Una forma sencilla de incluirla es preparando leche de soya casera. Solo necesitas una taza de soya amarilla, agua y un poco de canela para dar sabor. Deja la soya en remojo toda la noche, luego licúala con agua limpia y cuela la mezcla. Cocina el líquido durante unos minutos y agrega canela si deseas. Puedes tomar un vaso en el desayuno o en la merienda. Es importante elegir preparaciones sin exceso de azúcar para aprovechar mejor sus beneficios.
Otra receta práctica son las croquetas de soya y avena. Mezcla una taza de soya cocida o texturizada con avena, cebolla picada y un poco de zanahoria rallada. Forma pequeñas croquetas y cocínalas a la plancha con poco aceite. Son una alternativa económica y rica en proteína para acompañar ensaladas o vegetales.

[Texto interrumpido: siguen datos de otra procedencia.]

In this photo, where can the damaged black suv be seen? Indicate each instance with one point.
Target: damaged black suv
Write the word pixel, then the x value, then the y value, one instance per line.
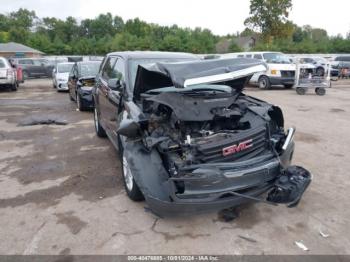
pixel 188 138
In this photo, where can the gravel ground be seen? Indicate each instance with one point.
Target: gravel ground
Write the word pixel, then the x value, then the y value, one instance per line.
pixel 61 190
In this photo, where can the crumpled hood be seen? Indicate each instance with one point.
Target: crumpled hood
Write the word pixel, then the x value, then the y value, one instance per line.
pixel 62 76
pixel 183 74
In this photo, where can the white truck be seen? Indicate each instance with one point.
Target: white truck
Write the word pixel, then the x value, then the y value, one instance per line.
pixel 8 77
pixel 281 70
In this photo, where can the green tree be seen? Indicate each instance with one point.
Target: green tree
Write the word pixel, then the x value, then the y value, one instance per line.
pixel 269 17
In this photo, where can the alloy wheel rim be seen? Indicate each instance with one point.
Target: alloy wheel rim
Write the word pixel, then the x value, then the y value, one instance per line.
pixel 128 177
pixel 262 83
pixel 95 119
pixel 78 101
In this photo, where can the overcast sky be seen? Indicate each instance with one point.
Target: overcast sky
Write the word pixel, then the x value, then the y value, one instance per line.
pixel 220 16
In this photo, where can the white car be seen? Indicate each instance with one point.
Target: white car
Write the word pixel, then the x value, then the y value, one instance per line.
pixel 8 76
pixel 281 71
pixel 60 76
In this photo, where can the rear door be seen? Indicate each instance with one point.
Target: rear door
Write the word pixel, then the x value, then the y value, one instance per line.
pixel 103 90
pixel 114 96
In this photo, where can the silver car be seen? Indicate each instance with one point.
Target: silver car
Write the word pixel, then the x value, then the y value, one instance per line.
pixel 8 77
pixel 60 76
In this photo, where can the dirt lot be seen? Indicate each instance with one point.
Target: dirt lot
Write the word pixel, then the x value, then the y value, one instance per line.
pixel 61 190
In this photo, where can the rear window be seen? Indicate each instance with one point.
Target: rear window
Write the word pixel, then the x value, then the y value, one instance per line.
pixel 25 62
pixel 2 64
pixel 89 69
pixel 343 58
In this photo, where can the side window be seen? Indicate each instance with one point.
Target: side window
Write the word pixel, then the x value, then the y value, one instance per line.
pixel 37 62
pixel 118 70
pixel 107 71
pixel 25 62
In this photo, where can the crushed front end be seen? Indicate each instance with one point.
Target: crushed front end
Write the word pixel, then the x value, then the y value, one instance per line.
pixel 209 148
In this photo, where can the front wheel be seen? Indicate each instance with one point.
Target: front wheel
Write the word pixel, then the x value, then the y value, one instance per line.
pixel 264 82
pixel 98 128
pixel 132 190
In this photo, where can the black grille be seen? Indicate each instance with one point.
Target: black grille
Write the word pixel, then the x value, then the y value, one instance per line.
pixel 285 73
pixel 213 151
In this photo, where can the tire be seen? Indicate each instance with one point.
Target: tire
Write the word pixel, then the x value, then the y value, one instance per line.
pixel 320 91
pixel 301 90
pixel 80 104
pixel 288 86
pixel 98 128
pixel 320 71
pixel 25 75
pixel 264 82
pixel 14 87
pixel 131 188
pixel 70 96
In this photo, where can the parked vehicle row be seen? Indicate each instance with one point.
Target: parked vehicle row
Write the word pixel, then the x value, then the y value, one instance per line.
pixel 8 75
pixel 280 70
pixel 34 67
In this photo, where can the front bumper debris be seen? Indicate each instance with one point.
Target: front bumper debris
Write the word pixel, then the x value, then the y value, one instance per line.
pixel 290 186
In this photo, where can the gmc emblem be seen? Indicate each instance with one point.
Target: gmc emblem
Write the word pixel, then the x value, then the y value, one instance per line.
pixel 237 148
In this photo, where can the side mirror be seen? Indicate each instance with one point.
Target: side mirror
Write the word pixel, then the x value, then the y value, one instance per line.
pixel 114 84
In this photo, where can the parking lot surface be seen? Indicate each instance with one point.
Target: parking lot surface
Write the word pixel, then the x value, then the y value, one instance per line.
pixel 61 188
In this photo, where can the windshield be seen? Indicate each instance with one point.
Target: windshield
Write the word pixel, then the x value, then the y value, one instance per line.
pixel 89 69
pixel 64 68
pixel 320 60
pixel 133 65
pixel 212 88
pixel 276 58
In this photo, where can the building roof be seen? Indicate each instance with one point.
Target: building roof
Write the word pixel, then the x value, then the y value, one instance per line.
pixel 12 47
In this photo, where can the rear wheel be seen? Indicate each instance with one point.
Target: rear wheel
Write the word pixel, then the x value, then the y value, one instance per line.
pixel 25 75
pixel 80 104
pixel 69 94
pixel 132 190
pixel 320 91
pixel 98 128
pixel 14 87
pixel 264 82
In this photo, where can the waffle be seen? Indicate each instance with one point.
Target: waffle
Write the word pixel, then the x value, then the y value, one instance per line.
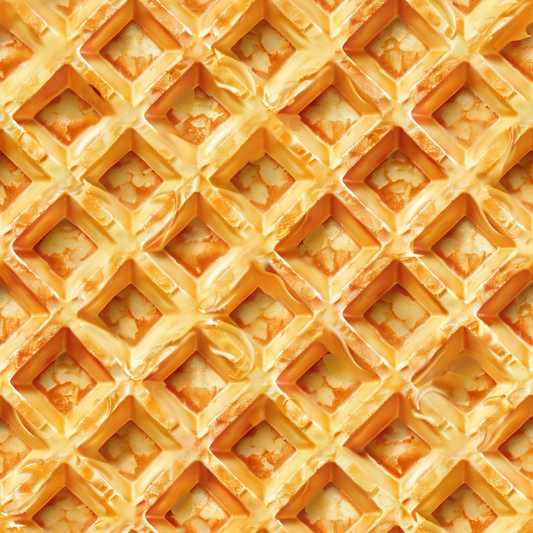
pixel 266 266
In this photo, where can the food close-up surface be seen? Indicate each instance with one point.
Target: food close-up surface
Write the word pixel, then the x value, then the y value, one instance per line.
pixel 266 266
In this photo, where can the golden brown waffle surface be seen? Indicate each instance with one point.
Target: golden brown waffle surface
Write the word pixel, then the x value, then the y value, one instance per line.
pixel 266 266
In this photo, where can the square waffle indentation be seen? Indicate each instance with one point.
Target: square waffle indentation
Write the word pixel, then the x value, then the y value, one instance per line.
pixel 196 383
pixel 464 248
pixel 64 383
pixel 12 449
pixel 397 49
pixel 396 316
pixel 196 115
pixel 330 116
pixel 263 450
pixel 263 182
pixel 130 450
pixel 465 510
pixel 131 181
pixel 262 317
pixel 330 383
pixel 398 448
pixel 329 247
pixel 466 383
pixel 518 449
pixel 263 49
pixel 65 248
pixel 329 510
pixel 197 511
pixel 130 315
pixel 131 51
pixel 65 513
pixel 197 247
pixel 397 181
pixel 465 116
pixel 67 117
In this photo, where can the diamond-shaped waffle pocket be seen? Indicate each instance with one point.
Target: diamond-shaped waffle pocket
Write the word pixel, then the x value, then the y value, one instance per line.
pixel 395 178
pixel 395 446
pixel 395 47
pixel 63 381
pixel 63 245
pixel 65 114
pixel 66 502
pixel 263 448
pixel 461 112
pixel 131 50
pixel 197 246
pixel 464 496
pixel 131 446
pixel 330 114
pixel 462 241
pixel 328 381
pixel 133 311
pixel 510 450
pixel 395 312
pixel 507 313
pixel 331 500
pixel 263 179
pixel 266 42
pixel 461 379
pixel 197 500
pixel 195 381
pixel 267 313
pixel 329 248
pixel 195 113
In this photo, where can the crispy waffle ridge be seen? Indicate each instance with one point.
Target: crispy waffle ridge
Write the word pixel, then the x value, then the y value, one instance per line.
pixel 266 266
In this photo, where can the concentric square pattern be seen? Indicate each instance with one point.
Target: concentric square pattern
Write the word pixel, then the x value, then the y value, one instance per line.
pixel 266 266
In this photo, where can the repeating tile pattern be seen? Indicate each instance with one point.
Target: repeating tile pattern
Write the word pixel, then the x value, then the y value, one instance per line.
pixel 266 266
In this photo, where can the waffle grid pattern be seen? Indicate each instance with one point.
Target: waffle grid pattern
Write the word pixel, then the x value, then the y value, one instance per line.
pixel 266 266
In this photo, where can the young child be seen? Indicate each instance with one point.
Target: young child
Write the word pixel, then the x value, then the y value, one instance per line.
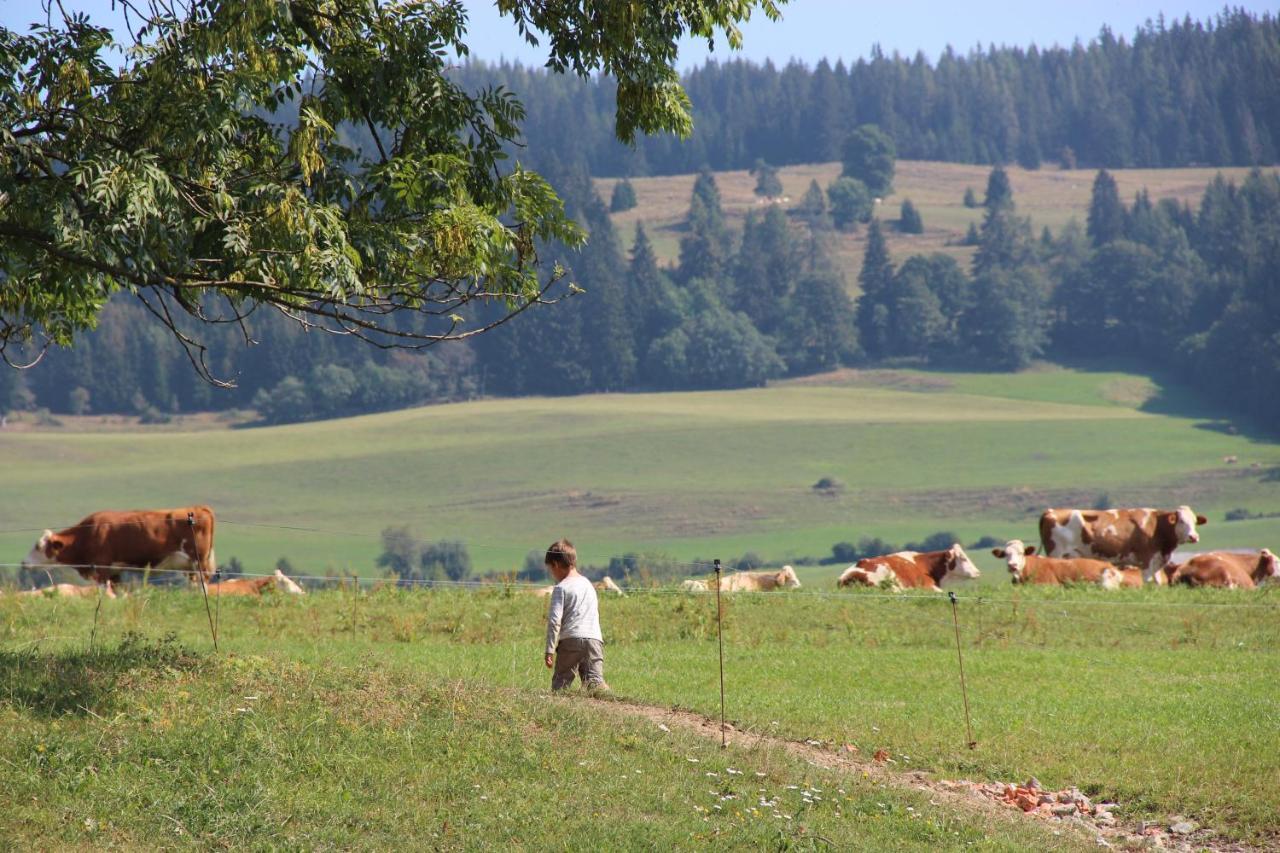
pixel 574 639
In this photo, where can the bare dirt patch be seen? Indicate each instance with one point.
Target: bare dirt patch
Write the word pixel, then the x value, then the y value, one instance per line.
pixel 892 379
pixel 1066 808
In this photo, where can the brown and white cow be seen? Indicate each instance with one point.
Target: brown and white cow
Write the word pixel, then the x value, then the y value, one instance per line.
pixel 1028 568
pixel 604 584
pixel 105 543
pixel 1228 570
pixel 909 569
pixel 1139 537
pixel 757 580
pixel 1121 578
pixel 256 585
pixel 608 584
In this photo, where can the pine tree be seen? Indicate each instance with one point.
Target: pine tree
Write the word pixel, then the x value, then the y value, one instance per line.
pixel 606 322
pixel 704 249
pixel 876 279
pixel 652 300
pixel 1106 210
pixel 819 332
pixel 914 311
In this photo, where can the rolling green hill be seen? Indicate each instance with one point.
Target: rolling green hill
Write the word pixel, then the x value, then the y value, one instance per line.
pixel 1050 196
pixel 684 474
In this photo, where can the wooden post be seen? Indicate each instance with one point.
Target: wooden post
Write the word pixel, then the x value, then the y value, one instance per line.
pixel 720 637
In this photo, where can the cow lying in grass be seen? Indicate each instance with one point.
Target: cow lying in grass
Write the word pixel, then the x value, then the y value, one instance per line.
pixel 1028 568
pixel 255 585
pixel 1128 578
pixel 746 582
pixel 1226 570
pixel 72 591
pixel 604 584
pixel 912 570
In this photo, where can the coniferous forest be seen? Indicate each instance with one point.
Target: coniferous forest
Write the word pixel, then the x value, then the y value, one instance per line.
pixel 1173 94
pixel 1193 290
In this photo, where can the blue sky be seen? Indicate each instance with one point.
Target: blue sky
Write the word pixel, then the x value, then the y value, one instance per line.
pixel 833 28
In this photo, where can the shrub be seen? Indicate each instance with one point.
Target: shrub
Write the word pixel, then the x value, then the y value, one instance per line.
pixel 828 486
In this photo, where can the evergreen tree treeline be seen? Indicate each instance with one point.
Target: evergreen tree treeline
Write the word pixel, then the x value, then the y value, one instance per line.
pixel 1175 94
pixel 1165 284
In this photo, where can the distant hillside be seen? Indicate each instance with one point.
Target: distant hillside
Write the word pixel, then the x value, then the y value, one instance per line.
pixel 1050 196
pixel 684 474
pixel 1174 94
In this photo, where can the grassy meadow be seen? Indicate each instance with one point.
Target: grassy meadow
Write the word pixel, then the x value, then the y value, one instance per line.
pixel 360 723
pixel 1050 196
pixel 707 474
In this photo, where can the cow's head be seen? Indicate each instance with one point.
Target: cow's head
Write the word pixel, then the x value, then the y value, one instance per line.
pixel 959 565
pixel 1184 520
pixel 286 584
pixel 45 551
pixel 1014 553
pixel 1267 568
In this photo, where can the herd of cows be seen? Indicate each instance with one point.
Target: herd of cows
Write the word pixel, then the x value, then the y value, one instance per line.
pixel 1111 548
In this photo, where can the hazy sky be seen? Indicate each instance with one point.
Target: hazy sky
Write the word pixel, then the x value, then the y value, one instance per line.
pixel 833 28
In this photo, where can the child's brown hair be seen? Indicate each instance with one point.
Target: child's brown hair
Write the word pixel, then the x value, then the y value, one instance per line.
pixel 562 553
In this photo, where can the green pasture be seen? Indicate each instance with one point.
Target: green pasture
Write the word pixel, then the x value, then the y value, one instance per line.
pixel 337 720
pixel 682 474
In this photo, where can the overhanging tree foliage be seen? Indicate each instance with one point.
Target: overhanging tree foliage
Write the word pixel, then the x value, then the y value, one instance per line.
pixel 179 178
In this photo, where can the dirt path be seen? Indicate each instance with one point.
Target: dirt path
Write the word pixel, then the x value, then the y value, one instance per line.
pixel 1093 822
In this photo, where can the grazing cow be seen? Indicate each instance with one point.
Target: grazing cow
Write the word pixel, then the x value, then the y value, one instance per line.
pixel 604 584
pixel 607 584
pixel 255 585
pixel 72 591
pixel 1228 570
pixel 746 582
pixel 908 569
pixel 105 543
pixel 1028 568
pixel 1144 538
pixel 1115 578
pixel 758 580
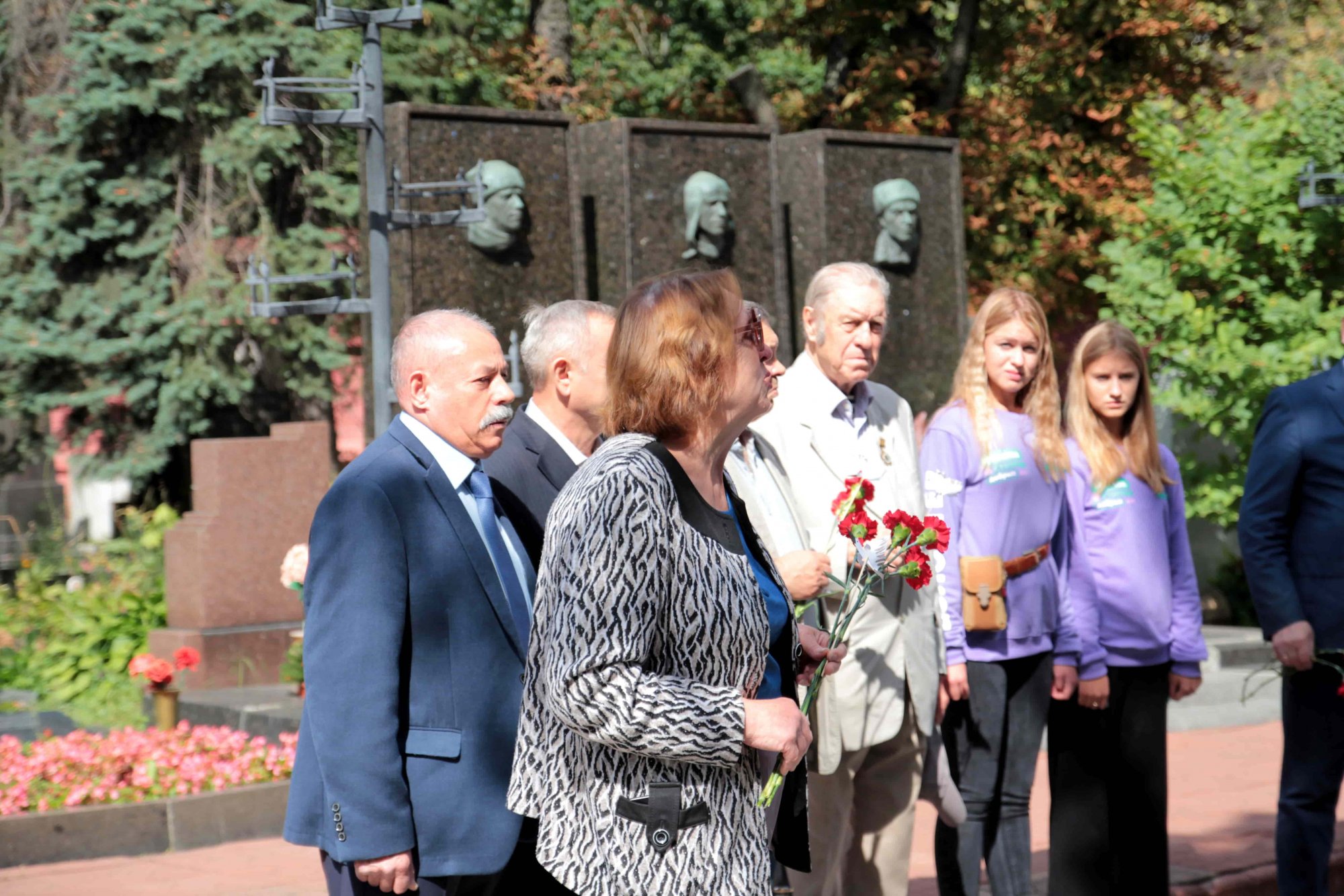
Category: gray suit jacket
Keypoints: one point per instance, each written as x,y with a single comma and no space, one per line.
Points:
896,643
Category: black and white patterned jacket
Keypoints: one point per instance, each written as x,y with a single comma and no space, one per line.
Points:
647,636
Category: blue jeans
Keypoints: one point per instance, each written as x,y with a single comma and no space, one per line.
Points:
994,740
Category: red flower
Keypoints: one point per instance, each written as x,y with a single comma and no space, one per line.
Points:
140,664
894,519
859,526
916,569
936,542
161,672
854,498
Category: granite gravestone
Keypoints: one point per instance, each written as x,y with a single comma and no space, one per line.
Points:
252,500
666,195
893,202
528,252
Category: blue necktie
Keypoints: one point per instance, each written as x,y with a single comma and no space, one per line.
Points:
480,486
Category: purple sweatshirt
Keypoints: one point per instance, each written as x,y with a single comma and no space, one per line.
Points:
1001,507
1131,577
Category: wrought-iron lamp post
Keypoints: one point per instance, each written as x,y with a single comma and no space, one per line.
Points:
365,87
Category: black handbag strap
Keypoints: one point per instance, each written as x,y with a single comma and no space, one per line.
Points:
662,813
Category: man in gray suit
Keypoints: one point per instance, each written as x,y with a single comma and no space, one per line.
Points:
873,717
565,357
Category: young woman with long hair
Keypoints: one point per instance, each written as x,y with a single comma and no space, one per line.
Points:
1136,607
995,465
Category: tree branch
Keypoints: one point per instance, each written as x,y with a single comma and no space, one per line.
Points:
749,88
550,22
959,57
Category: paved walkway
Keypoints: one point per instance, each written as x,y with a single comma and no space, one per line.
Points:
1224,789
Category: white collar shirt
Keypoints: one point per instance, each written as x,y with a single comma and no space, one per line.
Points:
458,468
571,449
745,461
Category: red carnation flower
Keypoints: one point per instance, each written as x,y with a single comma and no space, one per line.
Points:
859,526
937,542
900,518
916,569
161,672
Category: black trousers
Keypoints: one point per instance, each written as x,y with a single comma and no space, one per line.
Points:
1310,787
1108,789
994,740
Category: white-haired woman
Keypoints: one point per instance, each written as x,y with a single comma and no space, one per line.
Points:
995,465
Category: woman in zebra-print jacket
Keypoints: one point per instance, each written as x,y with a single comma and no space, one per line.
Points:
663,651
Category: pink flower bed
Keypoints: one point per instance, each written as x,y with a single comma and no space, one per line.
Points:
132,766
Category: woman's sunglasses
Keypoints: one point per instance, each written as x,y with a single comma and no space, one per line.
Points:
755,331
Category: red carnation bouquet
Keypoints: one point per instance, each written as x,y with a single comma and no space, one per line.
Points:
904,553
159,674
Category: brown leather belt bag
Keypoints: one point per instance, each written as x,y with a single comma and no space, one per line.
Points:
984,588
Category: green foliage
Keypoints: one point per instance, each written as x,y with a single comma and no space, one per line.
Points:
139,183
1224,277
292,670
76,617
135,179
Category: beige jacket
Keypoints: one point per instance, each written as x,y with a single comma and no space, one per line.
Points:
896,643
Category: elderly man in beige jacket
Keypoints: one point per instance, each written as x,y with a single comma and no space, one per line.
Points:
873,717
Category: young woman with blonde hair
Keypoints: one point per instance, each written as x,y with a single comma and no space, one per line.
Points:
995,465
1136,604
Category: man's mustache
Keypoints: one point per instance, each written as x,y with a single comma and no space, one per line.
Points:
498,414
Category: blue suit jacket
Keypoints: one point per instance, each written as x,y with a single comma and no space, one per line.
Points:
526,474
1292,518
413,674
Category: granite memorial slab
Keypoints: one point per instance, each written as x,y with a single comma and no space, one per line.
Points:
894,202
528,251
253,499
666,195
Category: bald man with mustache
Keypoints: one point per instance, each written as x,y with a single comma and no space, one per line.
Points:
417,616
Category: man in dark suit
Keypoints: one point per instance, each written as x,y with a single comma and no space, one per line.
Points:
565,357
1291,530
417,617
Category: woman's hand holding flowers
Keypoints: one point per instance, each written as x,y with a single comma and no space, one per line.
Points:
816,649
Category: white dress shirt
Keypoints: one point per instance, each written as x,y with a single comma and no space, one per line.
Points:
745,461
458,467
554,432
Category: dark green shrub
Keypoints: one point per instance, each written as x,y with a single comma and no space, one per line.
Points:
76,615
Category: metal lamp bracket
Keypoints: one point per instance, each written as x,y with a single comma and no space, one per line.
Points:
1307,195
474,191
261,283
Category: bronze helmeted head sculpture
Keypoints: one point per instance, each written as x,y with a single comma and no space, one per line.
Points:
709,222
506,212
897,206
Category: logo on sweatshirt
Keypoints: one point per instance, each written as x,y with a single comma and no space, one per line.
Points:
1119,494
1005,465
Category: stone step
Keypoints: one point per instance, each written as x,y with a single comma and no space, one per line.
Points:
1237,647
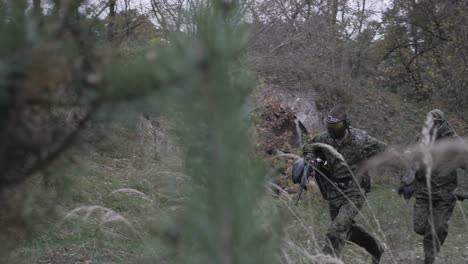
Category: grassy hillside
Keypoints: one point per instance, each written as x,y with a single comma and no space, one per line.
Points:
119,195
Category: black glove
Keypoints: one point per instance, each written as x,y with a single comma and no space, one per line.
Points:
458,197
406,191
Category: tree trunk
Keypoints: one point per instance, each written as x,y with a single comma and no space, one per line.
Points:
111,24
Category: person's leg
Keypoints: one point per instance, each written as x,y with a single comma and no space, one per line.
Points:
437,229
340,228
370,243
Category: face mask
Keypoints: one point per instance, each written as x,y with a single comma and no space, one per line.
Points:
337,130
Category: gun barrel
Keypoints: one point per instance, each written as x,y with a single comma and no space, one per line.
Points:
299,194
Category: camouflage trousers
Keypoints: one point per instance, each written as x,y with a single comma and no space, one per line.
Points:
343,229
434,227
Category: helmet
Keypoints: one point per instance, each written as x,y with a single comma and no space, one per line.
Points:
438,118
337,122
437,115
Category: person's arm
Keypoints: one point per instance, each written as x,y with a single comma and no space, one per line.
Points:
373,146
308,152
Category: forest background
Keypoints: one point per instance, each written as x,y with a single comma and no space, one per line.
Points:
149,132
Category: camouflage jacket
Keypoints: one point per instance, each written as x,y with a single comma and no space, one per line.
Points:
355,148
444,179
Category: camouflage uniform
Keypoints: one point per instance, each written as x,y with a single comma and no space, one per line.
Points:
345,196
434,227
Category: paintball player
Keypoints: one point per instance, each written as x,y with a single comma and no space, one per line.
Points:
343,191
440,193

También puedes preparar un batido nutritivo mezclando leche de soya sin azúcar con medio plátano y una cucharada de semillas de ajonjolí. Esta bebida aporta energía y minerales que pueden complementar la alimentación diaria.
Para usar la soya correctamente, es importante mantener variedad en la dieta y no depender de un solo alimento. Combinarla con verduras, frutas, agua suficiente y actividad física ligera puede marcar más diferencia que cualquier suplemento costoso. Caminar todos los días, exponerse unos minutos al sol y dormir bien también ayudan a mantener músculos y huesos más fuertes.
Además, las personas con problemas hormonales, enfermedades renales o tratamientos especiales deben consultar a un profesional antes de consumir grandes cantidades de soya. Lo más importante es entender que el verdadero cambio no ocurre de un día para otro. La salud ósea se construye con hábitos simples, repetidos constantemente, y nunca es tarde para empezar a cuidarse mejor.